Monika ist verstört. Wieder einmal hat er sie deutlich zurück gewiesen. Obwohl er den ganzen Abend so lieb und fürsorglich zu ihr war. Sie muss noch mit jemandem reden. Sie versucht bei Claudia anzurufen. Sie hat Glück sie ist zu Hause.
„Hallo hier ist Claudia“ nimmt sie ab.
„Ich bin es, Monika.“
„Hallo noch zu so später Stunde auf?“
„Ja ich war eben mit Thomas weg. Wir waren zusammen essen und Morgen habe ich frei.“
„Ah darum das späte Telefon?“ Claudia ist ganz Ohr. „Und wie war denn der Abend so?“
„Thomas spielte den perfekten Gentlemen das Essen war fein und wir haben uns gut unterhalten.“
„Und dein Termin beim Medium kommt er mit?“
„Nein er sagte ich solle doch alleine gehen. Ich habe ihn dann gefragt mehr als einmal ob es ihm Recht ist wenn ich gehe. Er hat ja gesagt.“
„Monika du hast ihn ganz schön unter Druck gesetzt, denkst du wirklich er würde nein sagen?“
„Ich habe ihn aber gefragt.“
„Sicher, er weiss wie viel du darauf hältst. Denkst du er will dich vor den Kopf schlagen? Wenn er schon zu Hause bleibt wird er dich in deinem Vorhaben wenigstens Verbal unterstützen.“
„Vielleicht stimmt ja was du sagst. Egal für mich, er hat mich eh abgewiesen, ich wollte bei ihm schlafen. Er meinte er müsse so früh raus, das wäre dann wohl schlecht für mich. Manchmal möchte ich einfach aussteigen können. Wäre so schön!“
„Ruf doch Tadefi einmal heute Abend. Er soll dir deinen nächsten Weg zeigen, vielleicht kannst du dann aus der Allee aussteigen?“
„Das wird kaum helfen. Nein, ich gehe zu diesem Medium. Mal sehen was es dann bringen wird.“
„Ruf mich dann sofort danach an, ich bin ja so etwas von neugierig wie es dir dort ergehen wird.“
„Versprochen, mache ich. Jetzt ist wohl besser wir gehen schlafen, oder?“
„Ja ist eine gute Zeit, also schlaf gut.“ Verabschiedet sich Claudia.
„Du auch.“
„Geniesse deinen freien Tag Morgen!“
„Sicher!“
Monika fährt den Weg zum Medium mit Vorfreude. Was sie wohl dort erwarten wird? Sie ist eine von vielen die da gekommen sind. Zum Anfang wird eine Schweigeminute zelebriert.
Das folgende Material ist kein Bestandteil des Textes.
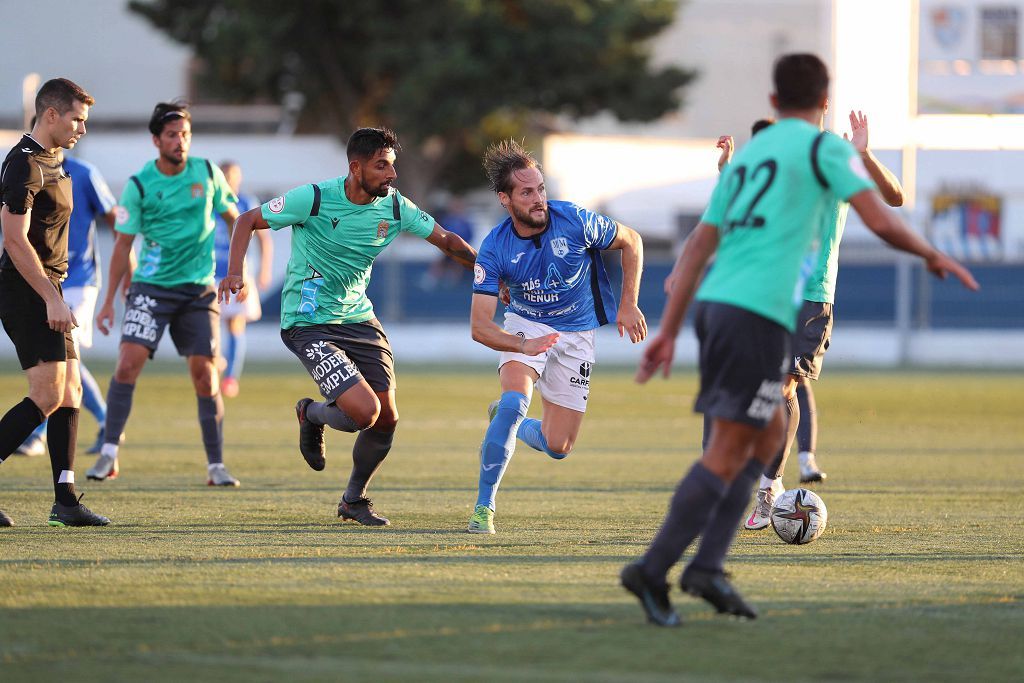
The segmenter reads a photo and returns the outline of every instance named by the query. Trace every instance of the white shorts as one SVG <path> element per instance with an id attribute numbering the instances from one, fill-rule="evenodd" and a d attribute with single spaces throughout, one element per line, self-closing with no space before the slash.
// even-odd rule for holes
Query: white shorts
<path id="1" fill-rule="evenodd" d="M 590 372 L 594 366 L 594 330 L 559 332 L 515 313 L 505 313 L 505 331 L 526 339 L 558 332 L 558 343 L 536 356 L 503 351 L 498 367 L 512 360 L 530 366 L 540 375 L 535 386 L 545 400 L 569 410 L 587 412 Z"/>
<path id="2" fill-rule="evenodd" d="M 92 322 L 96 315 L 96 298 L 100 294 L 100 288 L 92 285 L 84 287 L 66 287 L 64 291 L 64 303 L 68 305 L 71 312 L 75 314 L 78 327 L 71 330 L 71 336 L 75 343 L 84 348 L 92 347 Z"/>
<path id="3" fill-rule="evenodd" d="M 256 281 L 248 274 L 245 276 L 245 288 L 249 292 L 245 301 L 238 303 L 234 297 L 231 297 L 230 303 L 221 304 L 221 320 L 231 320 L 242 315 L 245 316 L 246 322 L 252 323 L 263 317 L 263 307 L 260 306 L 260 293 L 256 289 Z"/>

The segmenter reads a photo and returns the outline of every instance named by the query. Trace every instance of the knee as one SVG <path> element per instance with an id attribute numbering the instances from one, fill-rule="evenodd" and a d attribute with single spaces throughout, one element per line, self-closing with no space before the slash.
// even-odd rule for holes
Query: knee
<path id="1" fill-rule="evenodd" d="M 213 396 L 217 393 L 218 384 L 217 371 L 214 369 L 213 363 L 192 371 L 192 386 L 195 387 L 197 395 Z"/>
<path id="2" fill-rule="evenodd" d="M 64 389 L 64 405 L 69 408 L 77 408 L 82 405 L 82 384 L 75 382 Z"/>
<path id="3" fill-rule="evenodd" d="M 398 413 L 381 413 L 373 421 L 373 428 L 379 432 L 393 432 L 398 429 Z"/>
<path id="4" fill-rule="evenodd" d="M 572 447 L 575 445 L 574 444 L 574 439 L 572 439 L 572 438 L 565 438 L 565 439 L 561 439 L 561 440 L 557 440 L 556 439 L 554 441 L 547 440 L 547 441 L 548 441 L 548 447 L 547 447 L 547 451 L 546 452 L 547 452 L 547 454 L 549 456 L 551 456 L 555 460 L 562 460 L 563 458 L 568 456 L 569 453 L 572 452 Z"/>
<path id="5" fill-rule="evenodd" d="M 356 427 L 360 430 L 378 426 L 377 418 L 380 417 L 379 404 L 363 404 L 346 409 L 344 412 L 352 418 L 352 422 L 354 422 Z"/>
<path id="6" fill-rule="evenodd" d="M 114 369 L 114 381 L 120 384 L 135 384 L 144 364 L 144 360 L 122 357 L 117 361 L 117 368 Z"/>
<path id="7" fill-rule="evenodd" d="M 33 389 L 29 392 L 28 397 L 39 408 L 39 412 L 47 417 L 53 414 L 53 411 L 57 410 L 57 408 L 60 408 L 61 401 L 64 398 L 63 392 L 50 387 L 46 389 Z"/>

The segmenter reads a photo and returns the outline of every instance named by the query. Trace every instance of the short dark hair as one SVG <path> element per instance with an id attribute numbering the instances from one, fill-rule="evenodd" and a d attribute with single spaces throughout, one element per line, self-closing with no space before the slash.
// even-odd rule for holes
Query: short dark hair
<path id="1" fill-rule="evenodd" d="M 160 135 L 164 132 L 164 126 L 175 119 L 192 122 L 188 104 L 185 102 L 158 102 L 153 107 L 153 115 L 149 117 L 149 132 L 153 135 Z"/>
<path id="2" fill-rule="evenodd" d="M 82 86 L 66 78 L 53 78 L 36 93 L 36 117 L 43 115 L 43 112 L 53 107 L 58 114 L 64 115 L 71 109 L 71 103 L 75 100 L 82 104 L 92 106 L 96 100 L 92 95 L 85 92 Z"/>
<path id="3" fill-rule="evenodd" d="M 382 149 L 402 149 L 395 131 L 389 128 L 360 128 L 348 139 L 345 154 L 349 161 L 365 161 L 372 159 Z"/>
<path id="4" fill-rule="evenodd" d="M 511 192 L 512 174 L 527 168 L 541 170 L 533 155 L 512 138 L 495 143 L 484 152 L 484 173 L 495 192 Z"/>
<path id="5" fill-rule="evenodd" d="M 817 55 L 795 53 L 775 61 L 772 80 L 779 109 L 811 109 L 828 95 L 828 67 Z"/>
<path id="6" fill-rule="evenodd" d="M 758 119 L 754 121 L 754 125 L 750 127 L 750 137 L 754 137 L 773 123 L 775 123 L 775 119 Z"/>

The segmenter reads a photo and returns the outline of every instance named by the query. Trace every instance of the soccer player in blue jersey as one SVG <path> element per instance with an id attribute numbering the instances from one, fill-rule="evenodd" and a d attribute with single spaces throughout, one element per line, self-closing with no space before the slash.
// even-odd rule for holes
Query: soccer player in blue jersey
<path id="1" fill-rule="evenodd" d="M 238 197 L 238 213 L 242 214 L 249 209 L 260 205 L 253 195 L 242 192 L 242 167 L 234 161 L 223 161 L 220 170 L 224 173 L 224 179 Z M 231 230 L 224 219 L 217 216 L 217 229 L 214 237 L 214 250 L 216 251 L 217 282 L 223 280 L 228 274 L 228 252 L 231 248 Z M 220 379 L 220 391 L 225 398 L 238 396 L 238 378 L 242 375 L 242 366 L 245 364 L 245 327 L 248 323 L 255 322 L 263 317 L 263 309 L 260 307 L 260 292 L 265 292 L 270 286 L 271 266 L 274 263 L 274 241 L 265 230 L 257 231 L 256 238 L 260 243 L 260 261 L 257 278 L 254 280 L 249 274 L 248 268 L 243 273 L 249 296 L 244 301 L 229 301 L 220 307 L 220 318 L 228 328 L 228 334 L 224 341 L 224 367 Z"/>
<path id="2" fill-rule="evenodd" d="M 513 140 L 484 156 L 491 188 L 509 217 L 484 238 L 473 277 L 473 339 L 500 351 L 501 398 L 480 448 L 480 483 L 468 531 L 494 533 L 494 498 L 516 438 L 560 460 L 569 454 L 587 408 L 594 332 L 614 321 L 619 336 L 647 336 L 637 307 L 643 242 L 631 228 L 571 202 L 548 200 L 540 164 Z M 622 252 L 622 301 L 601 262 Z M 494 323 L 508 285 L 504 328 Z M 543 419 L 526 417 L 536 385 Z"/>

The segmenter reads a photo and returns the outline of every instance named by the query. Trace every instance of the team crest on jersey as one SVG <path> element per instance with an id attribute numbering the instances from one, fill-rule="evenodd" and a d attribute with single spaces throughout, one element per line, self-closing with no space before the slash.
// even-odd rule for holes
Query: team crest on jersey
<path id="1" fill-rule="evenodd" d="M 564 237 L 556 237 L 551 240 L 551 251 L 558 258 L 565 258 L 565 255 L 569 253 L 569 243 Z"/>
<path id="2" fill-rule="evenodd" d="M 270 213 L 281 213 L 284 211 L 284 197 L 274 197 L 267 202 L 267 208 L 270 209 Z"/>
<path id="3" fill-rule="evenodd" d="M 381 221 L 377 224 L 377 239 L 382 240 L 388 236 L 388 228 L 391 227 L 387 221 Z"/>
<path id="4" fill-rule="evenodd" d="M 484 271 L 484 267 L 479 263 L 473 264 L 473 283 L 483 284 L 484 278 L 487 277 L 487 273 Z"/>
<path id="5" fill-rule="evenodd" d="M 202 199 L 204 189 L 202 183 L 192 183 L 192 199 Z"/>
<path id="6" fill-rule="evenodd" d="M 128 213 L 128 209 L 124 208 L 123 206 L 116 207 L 114 209 L 114 215 L 117 219 L 118 225 L 124 225 L 125 223 L 128 222 L 128 219 L 131 218 L 131 214 Z"/>

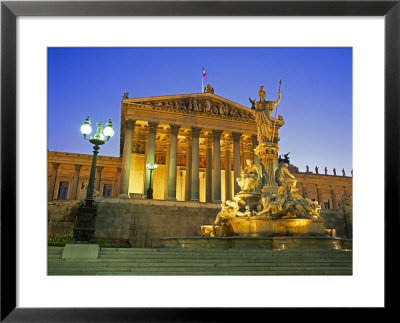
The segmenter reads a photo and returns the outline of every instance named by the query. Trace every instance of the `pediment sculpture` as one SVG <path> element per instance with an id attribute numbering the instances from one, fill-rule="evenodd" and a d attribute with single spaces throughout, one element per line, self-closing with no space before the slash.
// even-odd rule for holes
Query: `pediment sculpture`
<path id="1" fill-rule="evenodd" d="M 238 118 L 254 120 L 254 112 L 245 108 L 241 109 L 223 101 L 213 101 L 203 98 L 184 98 L 157 101 L 135 101 L 135 104 L 143 104 L 158 109 L 180 110 L 187 113 L 215 115 L 225 118 Z"/>

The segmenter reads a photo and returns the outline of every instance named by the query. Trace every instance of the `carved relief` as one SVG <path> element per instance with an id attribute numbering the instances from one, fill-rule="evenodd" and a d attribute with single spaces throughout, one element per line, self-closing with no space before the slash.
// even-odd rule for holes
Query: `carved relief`
<path id="1" fill-rule="evenodd" d="M 153 108 L 166 110 L 179 110 L 187 113 L 200 113 L 206 115 L 216 115 L 227 118 L 254 120 L 254 112 L 243 110 L 225 102 L 213 102 L 210 99 L 173 99 L 164 101 L 142 101 L 135 104 L 152 106 Z"/>

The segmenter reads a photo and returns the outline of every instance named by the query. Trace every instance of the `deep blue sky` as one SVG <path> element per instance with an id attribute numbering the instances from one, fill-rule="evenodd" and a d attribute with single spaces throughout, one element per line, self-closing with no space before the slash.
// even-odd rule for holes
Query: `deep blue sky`
<path id="1" fill-rule="evenodd" d="M 120 106 L 130 97 L 201 92 L 201 68 L 215 94 L 249 107 L 264 85 L 277 97 L 280 154 L 305 171 L 352 169 L 351 48 L 49 48 L 48 149 L 91 153 L 79 128 L 90 116 L 112 119 L 115 136 L 101 155 L 119 155 Z"/>

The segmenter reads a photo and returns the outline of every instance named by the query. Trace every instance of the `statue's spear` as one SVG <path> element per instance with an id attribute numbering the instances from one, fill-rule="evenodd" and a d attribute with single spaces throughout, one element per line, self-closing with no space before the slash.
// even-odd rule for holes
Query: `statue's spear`
<path id="1" fill-rule="evenodd" d="M 281 85 L 282 85 L 282 80 L 279 80 L 279 90 L 278 90 L 278 93 L 281 92 Z M 275 120 L 276 120 L 276 115 L 277 115 L 277 113 L 278 113 L 278 106 L 279 106 L 279 102 L 278 102 L 278 104 L 276 105 L 276 109 L 275 109 Z M 275 124 L 276 124 L 276 121 L 274 121 L 274 128 L 273 128 L 272 134 L 271 134 L 271 142 L 273 142 L 274 139 L 275 139 Z"/>

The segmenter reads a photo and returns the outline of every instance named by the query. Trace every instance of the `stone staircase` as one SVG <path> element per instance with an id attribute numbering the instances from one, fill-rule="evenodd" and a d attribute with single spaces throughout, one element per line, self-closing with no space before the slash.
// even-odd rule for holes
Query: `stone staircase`
<path id="1" fill-rule="evenodd" d="M 49 275 L 352 275 L 351 250 L 101 248 L 98 259 L 62 259 Z"/>

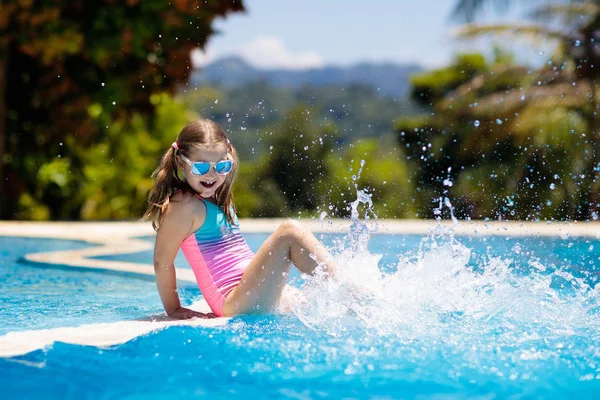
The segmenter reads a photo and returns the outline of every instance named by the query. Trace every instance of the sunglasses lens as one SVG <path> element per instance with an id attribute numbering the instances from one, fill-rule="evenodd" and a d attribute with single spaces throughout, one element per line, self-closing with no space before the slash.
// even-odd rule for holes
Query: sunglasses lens
<path id="1" fill-rule="evenodd" d="M 194 175 L 204 175 L 210 170 L 210 164 L 205 162 L 196 162 L 192 166 L 192 173 Z"/>
<path id="2" fill-rule="evenodd" d="M 231 161 L 219 161 L 217 165 L 215 165 L 215 170 L 217 174 L 226 174 L 231 171 L 233 163 Z"/>

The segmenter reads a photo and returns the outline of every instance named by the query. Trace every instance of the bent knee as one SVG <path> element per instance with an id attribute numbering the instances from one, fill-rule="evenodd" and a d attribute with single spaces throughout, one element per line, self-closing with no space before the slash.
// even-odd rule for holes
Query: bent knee
<path id="1" fill-rule="evenodd" d="M 304 233 L 302 224 L 298 221 L 287 220 L 277 228 L 277 236 L 284 239 L 298 239 Z"/>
Überall sind Kerzen die brennen und einer nach dem anderen kann in den anderen Raum zum Medium gehen. Monika ist jetzt dran. Vorsichtig und etwas befangen geht sie in den Raum. Das Medium sitzt im Schneidersitz auf dem Boden und schaut sie lächelnd an.
„Komm, Schwerster, setz dich zu mir.“
Monika setzt sich umständlich, ungewohnt so auf dem Boden zu sitzen.
„Was darf ich für dich tun?“
„Es geht um meine Beziehung mit Thomas. Kannst du mir sagen was ich für eine Aufgabe habe. Warum ich mich so verbunden fühle mit Thomas?“
„Ich sehe euch in einem anderen Leben. Er war ein feiner adeliger Herr und du hast ein Kind von ihm bekommen. Er hat dich aufgegeben. Er hat dir einfach Geld gegeben für die Abtreibung und wollte dich so aus seinem Leben schieben. Du bist fast gestorben an der Abtreibung.“
„Was hat das nun mit meinem jetzigen Leben zu tun?“
„Du bist von ihm damals schon alleine gelassen worden. Du fühlst in dir immer noch ein Schuldgefühl gegenüber ihm. Ohne Grund muss ich dir sagen. Sicher du bist zusammengeführt worden mit Thomas. Du hast da eine Aufgabe. Wer bestimmt wie lange deine Aufgabe anhalten wird? Doch nur du, Monika, nur du. Ich kann dieses Band lösen für dich.“
„Ja gerne“
„Wenn ich es tue kann es sein das die Beziehung zu Ende gehen wird. Bist du bereit dazu?“
Monika schweigt und denkt nach.
„Ja ich bin bereit. Tue es.“
„Gut so soll es sein. Schliesse deine Augen und lass es geschehen.“
Als Monika aus dem Raum tritt fühlt sie sich leicht und fast schwerelos. Sie ist sich nun ganz sicher, alles kommt gut. Sie muss unbedingt Thomas sehen.
„Hallo du, hast du kurz Zeit für mich? Bin gerade in deiner Nähe?“
„Hallo Monika, so eine Überraschung. Ja in 15 Minuten kann ich mich kurz loseisen.“
„Ich komme dich abholen, bis dann.“
„Ok bis dann.“
Nur noch 15 Minuten und sie wird Thomas sehen. Was hat sich wohl verändert nun?